Heidi Beal, a fresher living in the block who started the petition, said that:

“At present there is one washing machine which takes at least 30 minutes and one dryer which takes at least 50 minutes which costs a total of £4.50. In any other circumstance, this may be manageable, however, due to the high number of nursing and midwifery students currently living here, it has become clear that once we start practical placement work in January there will be a higher demand for laundry facilities.”

Beal felt that the lack of washing facilities provided could have implications for the safety and wellbeing of the students and their patients, adding “As a student nurse, I am required to wash my uniform on its own as soon as possible after wear in order to practice efficient infection control.”

Beal warned that if the situation continues it will pose a health and safety threat not only to the patients, but also to the residents of Eden’s Court.

Beal slammed the university of their apparent inaction on the issue, which has been raised in the past, telling Vision “having spoken to a STYC living here last year, I was informed that many members were forced to use the facilities in the early hours of the morning. Not only is this inconvenient but it again poses a risk to patient safety due to fatigue.”

The department’s website states that nursing students on placement are required “to work a full pattern of shifts, including nights and weekends, early and late shifts”, so it is easy to imagine how simply providing more washing machines could make their lives easier.

The students are hoping that this time the University listens to their concerns and increases the facilities available before the problem worsens. “The necessity for sufficient laundry facilities is evident in these special circumstances…we see it as an absolute necessity that additional services are planned for and built immediately.” said Beal.

University of York NurSoc

Megan Cook, the President of Nursing Society at the University, told Vision:

“It’s absolutely ridiculous if there is only one washing machine between that many people…not only for nursing students (where we’re advised due to infection control to wash our uniform after each shift) but for everyone else too! I know I’d feel bad for ‘hogging’ the washing machine two to three times a week for up to two hours at a time.”

Rachel Moore, president of Derwent JCRC, said:

“As chair I am fully behind any petition to improve facilities across Derwent, especially in particular cases such as that of the nurses in Eden’s court, unfortunately the matter is out of the hands of the JCRC and the college, but we will do our utmost to make our support known.”
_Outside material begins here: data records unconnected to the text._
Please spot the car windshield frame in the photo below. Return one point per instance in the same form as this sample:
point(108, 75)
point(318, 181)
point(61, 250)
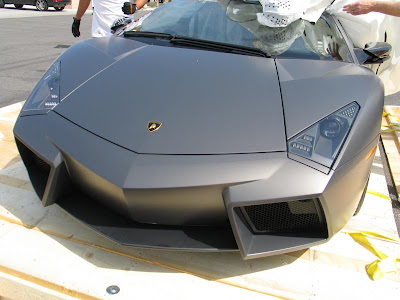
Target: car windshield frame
point(236, 25)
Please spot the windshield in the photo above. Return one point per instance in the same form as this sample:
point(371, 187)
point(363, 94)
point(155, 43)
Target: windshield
point(235, 22)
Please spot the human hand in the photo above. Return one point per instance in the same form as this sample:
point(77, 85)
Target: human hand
point(360, 7)
point(75, 27)
point(128, 8)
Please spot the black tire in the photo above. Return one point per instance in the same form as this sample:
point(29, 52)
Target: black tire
point(361, 199)
point(41, 5)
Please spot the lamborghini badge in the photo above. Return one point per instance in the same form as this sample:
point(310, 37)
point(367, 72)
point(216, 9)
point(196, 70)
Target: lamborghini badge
point(153, 126)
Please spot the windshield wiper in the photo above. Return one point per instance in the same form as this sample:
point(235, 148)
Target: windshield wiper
point(148, 34)
point(193, 42)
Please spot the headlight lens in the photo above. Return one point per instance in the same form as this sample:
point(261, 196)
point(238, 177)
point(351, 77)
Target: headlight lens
point(46, 94)
point(322, 141)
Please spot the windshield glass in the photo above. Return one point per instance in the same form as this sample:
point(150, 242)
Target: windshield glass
point(235, 22)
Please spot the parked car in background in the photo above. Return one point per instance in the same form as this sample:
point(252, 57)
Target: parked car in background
point(42, 5)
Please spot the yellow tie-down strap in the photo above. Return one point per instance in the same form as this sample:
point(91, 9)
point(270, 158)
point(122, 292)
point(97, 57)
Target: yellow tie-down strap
point(385, 264)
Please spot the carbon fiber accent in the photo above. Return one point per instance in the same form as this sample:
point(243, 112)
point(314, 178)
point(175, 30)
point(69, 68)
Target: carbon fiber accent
point(286, 217)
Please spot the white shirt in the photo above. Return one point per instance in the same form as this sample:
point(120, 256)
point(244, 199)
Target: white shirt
point(104, 14)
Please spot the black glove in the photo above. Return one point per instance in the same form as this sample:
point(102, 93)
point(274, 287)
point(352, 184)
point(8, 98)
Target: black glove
point(75, 27)
point(129, 8)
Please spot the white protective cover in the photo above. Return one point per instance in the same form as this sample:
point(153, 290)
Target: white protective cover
point(372, 27)
point(361, 29)
point(104, 14)
point(281, 13)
You can support Eden’s Court’s Nurses by signing their petition here.

One thought on “No, They Can’t Wash No Scrubs: Nursing Students Protest Eden’s Court Squalor

  1. I lived in Eden’s Court in 2014/15 and we tried to get laundry facilities back then and nothing was done. We were told by Derwent that the water supply couldn’t cope with laundry facilities, and were basically just ignored. Our house in Eden’s Court was so inadequate that we were eventually compensated for it by the uni after an article was published by Vision about it. We barely had hot water for an entire year. I can’t believe students are still having to put up with this 3 whole years later. It’s completely unacceptable. Nursing students are under enough pressure without having to worry about washing their uniforms.